I’m a mom of two young, adult sons. And my husband and I have done our level best to raise them to be productive men. It’s important to us that they love God, find a legal way to become financially independent of us, and lead productive lives.
All that to say that as a mom, like any mom, I have hopes and dreams for my sons. In fact, over the years, some of my white friends and I have talked together about our sons and daughters and those hopes and dreams for their lives. And we talked about worries too.
Will they make friends in high school? Will they score well on the state standardized test? Will they get into college? What about the son who dropped out of college? What will their careers be like? Are they maturing at an acceptable pace? All the normal, natural worries that loving parents go through.
But that’s as far as the conversation goes with my white friends. Because to finish the conversation, I have to turn back to my black friends. Because they are in the same boat I am. They too pay the Black Parent Tax.
That’s the burdensome tax we pay to raise our kids to adulthood safely. That tax represents the extra worries that we have that white parents don’t have. And if you have a black son, then you know what I’m talking about.
Because raising black boys into well-adjusted, productive young men who live to a ripe old age is not for the faint of heart given the active resistance working against us and the narrative that society will try to engraft into their psyche about black people and especially black men.

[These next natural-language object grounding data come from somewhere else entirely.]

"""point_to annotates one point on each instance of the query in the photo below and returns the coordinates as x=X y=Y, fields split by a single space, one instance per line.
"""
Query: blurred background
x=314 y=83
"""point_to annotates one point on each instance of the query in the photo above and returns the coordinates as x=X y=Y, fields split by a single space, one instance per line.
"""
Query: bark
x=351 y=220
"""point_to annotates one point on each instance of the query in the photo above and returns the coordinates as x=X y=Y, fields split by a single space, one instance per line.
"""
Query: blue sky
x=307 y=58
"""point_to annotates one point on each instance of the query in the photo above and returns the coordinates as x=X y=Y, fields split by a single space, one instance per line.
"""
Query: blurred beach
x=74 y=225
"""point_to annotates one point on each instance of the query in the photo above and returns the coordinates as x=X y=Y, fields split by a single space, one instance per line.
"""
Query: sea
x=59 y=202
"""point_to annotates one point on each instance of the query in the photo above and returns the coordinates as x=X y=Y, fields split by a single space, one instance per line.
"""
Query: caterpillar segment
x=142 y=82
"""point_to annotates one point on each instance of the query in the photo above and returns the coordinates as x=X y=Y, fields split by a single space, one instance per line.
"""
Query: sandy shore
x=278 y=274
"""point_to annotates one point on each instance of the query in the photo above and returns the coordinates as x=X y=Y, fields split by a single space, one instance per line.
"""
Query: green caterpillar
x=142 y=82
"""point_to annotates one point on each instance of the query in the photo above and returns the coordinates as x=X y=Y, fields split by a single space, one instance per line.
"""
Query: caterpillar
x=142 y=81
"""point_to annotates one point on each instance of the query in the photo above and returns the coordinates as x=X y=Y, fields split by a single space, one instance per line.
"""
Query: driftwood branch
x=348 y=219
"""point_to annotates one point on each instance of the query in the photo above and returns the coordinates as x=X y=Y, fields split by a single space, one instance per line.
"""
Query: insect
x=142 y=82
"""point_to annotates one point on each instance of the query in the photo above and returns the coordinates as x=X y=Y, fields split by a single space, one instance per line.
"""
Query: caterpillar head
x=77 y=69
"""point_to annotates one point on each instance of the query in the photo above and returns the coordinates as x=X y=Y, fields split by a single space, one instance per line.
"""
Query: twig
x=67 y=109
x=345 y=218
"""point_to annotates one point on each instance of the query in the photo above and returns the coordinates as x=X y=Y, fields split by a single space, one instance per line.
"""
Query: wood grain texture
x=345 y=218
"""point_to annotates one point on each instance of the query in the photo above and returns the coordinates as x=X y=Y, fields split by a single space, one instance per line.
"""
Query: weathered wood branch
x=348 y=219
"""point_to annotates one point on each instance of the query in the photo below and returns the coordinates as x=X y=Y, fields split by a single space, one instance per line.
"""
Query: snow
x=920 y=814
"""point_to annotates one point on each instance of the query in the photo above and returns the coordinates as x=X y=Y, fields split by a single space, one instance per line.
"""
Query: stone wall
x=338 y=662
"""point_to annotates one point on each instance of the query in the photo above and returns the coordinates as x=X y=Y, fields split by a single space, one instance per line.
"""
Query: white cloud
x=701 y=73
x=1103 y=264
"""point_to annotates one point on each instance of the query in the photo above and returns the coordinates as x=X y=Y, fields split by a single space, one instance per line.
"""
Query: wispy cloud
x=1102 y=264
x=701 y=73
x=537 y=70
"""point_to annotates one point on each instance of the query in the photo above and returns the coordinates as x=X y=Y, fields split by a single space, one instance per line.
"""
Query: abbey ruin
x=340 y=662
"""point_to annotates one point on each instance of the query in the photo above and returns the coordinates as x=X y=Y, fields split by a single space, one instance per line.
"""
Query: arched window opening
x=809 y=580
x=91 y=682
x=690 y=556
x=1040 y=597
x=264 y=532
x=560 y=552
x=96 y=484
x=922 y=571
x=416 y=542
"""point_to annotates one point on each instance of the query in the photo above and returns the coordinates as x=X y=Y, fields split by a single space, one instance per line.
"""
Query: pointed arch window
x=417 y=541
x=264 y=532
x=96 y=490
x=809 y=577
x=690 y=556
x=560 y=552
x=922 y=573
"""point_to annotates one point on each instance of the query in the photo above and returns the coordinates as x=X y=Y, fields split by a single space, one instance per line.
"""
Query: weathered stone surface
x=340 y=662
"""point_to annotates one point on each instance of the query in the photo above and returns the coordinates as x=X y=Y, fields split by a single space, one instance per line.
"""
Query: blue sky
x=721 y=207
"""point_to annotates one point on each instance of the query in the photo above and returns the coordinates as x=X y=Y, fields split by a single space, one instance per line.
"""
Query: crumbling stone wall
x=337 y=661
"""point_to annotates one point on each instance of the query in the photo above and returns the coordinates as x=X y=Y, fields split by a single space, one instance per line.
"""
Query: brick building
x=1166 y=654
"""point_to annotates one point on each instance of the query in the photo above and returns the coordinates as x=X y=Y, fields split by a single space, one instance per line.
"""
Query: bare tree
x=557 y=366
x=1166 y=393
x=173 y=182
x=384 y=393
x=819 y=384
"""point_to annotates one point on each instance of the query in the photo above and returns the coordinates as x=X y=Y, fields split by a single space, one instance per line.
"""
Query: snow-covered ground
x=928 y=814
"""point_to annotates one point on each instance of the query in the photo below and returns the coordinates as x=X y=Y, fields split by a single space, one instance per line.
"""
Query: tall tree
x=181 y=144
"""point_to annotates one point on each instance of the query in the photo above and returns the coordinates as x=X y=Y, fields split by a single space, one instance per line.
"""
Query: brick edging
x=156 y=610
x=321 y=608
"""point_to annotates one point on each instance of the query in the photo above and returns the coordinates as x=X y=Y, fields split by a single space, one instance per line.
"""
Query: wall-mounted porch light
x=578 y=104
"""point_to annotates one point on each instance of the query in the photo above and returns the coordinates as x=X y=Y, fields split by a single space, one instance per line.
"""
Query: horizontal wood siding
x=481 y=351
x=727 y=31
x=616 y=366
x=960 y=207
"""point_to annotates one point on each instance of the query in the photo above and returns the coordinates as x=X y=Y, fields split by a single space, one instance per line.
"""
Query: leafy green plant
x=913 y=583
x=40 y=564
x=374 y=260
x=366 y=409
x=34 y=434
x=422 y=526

Like when you have to worry about whether a white teacher will stereotype him and he’ll be “labeled” in school and given less attention and fewer, if any, high performance expectations than Little Billy receives (Note: On this blog, “Little Billy” always represents little white boys). Or whether the police will pull him over again tonight for DWB (Driving While Black)? Only this time, they won’t just harass him and let him go…usually without a ticket. This time might be THE time…that the police officer decides he doesn’t like his attitude, or his dreads, or his tattoos or that he’s driving a nice car or whatever. And things go quickly south, spiraling out of control until my son is dead on the hard, cold concrete. Or arrested on some bogus, trumped up, over-charged…ish, knowing that black men are multiple times more likely to be arrested and multiple, multiple times more likely to be convicted than Little Billy for just about anything.
Oh. Sorry. I got caught up in the authenticity of my fears.
The point is that white parents have the luxury of the joys and pains of regular parenting. Black parents have that too. And THEN we pay the Black Parent Tax. And there’s no sense trying to escape that tax. Because if you cheat on that tax, then society will be on your sons like the IRS on a fishy deduction. And as with the IRS, it’s hard to beat that system.
So we willingly pay the BPT. Willingly. Because the alternative is even more burdensome. For parents who refuse to pay the BPT (and occasionally even for those who pay it…just because it can…), the system has non-payment penalties. They are called the Prison Industrial Complex and the County Morgue. Either way, there’s a cold, hard, concrete or metal slab for your son, just waiting for you to miss a BPT installment payment.